I was ready to go back, when I felt icy fingers grabbing my arm. I was overcome by the stench of death, rotting flesh, the metallic smell of blood, and the pungent odor of wet soil. Before I could react, a quavering voice whispered to me:
I hurriedly turned around, for I was afraid that fear would prevent me from moving if I did not do so immediately, and looked at her face, which I had seen hundreds of times in the news over the past few days. The eyes, however, were only half open and circled with livid dark circles, the cheeks slightly hollowed and the lips dry. On her very thin neck were the marks left by a hand that had pressed so hard it had torn the skin apart. The blouse she wore, and which once must have been snow-white, had been smeared with mud. Meanwhile, the sleeveless dress she wore on top of it, was pierced by the famous three stab wounds that had ended her life and covered with coagulated blood spatters. Her pale complexion, made even whiter by the moonlight, together with her blank gaze, lost beyond the horizon, gave me the idea that I was talking to a porcelain doll instead of a human being. However, a ghost could never have had that expression. In her face I could clearly read what was going through her mind: she was sad, confused, frightened. She probably had no idea what was happening to her or why she was alone at night in a place she had never seen before.

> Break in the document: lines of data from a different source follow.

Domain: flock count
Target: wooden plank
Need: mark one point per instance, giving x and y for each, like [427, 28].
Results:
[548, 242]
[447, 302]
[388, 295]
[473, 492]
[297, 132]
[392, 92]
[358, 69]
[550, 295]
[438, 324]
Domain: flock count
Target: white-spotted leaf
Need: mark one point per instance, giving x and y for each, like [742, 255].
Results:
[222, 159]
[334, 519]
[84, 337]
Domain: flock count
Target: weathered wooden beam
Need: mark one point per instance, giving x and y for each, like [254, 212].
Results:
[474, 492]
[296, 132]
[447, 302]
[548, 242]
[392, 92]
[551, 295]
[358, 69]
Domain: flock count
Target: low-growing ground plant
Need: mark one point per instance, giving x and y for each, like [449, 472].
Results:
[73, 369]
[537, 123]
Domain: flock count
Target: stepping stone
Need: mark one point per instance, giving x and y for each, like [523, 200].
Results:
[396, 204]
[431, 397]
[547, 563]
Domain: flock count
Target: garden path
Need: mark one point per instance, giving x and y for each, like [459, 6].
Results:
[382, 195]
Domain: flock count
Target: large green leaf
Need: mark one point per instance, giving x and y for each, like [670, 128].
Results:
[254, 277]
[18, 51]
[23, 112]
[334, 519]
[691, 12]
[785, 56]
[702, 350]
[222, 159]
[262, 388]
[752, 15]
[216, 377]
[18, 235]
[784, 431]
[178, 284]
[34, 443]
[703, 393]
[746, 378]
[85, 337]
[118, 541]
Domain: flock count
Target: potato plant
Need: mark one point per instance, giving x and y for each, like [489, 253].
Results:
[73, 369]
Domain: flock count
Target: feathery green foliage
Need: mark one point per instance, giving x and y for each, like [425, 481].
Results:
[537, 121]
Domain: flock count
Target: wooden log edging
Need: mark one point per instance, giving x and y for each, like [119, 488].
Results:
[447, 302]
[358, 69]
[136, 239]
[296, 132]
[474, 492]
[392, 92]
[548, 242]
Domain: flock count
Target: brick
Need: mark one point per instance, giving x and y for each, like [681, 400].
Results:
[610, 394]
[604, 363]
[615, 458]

My forearm was still clenched by her icy claw, as if to prevent me from fleeing. However, the grip was so weak, it felt more like she was begging me not to leave. Not that I had any intention of doing so. At that moment, I was inexplicably attracted by that girl, feeling the same joyful anxiety one feels watching a horror movie, but amplified a thousand times. Although I felt my hands shaking and a drop of cold sweat running down my forehead, the fear was outweighed by the desire to find out how the whole situation would unfold.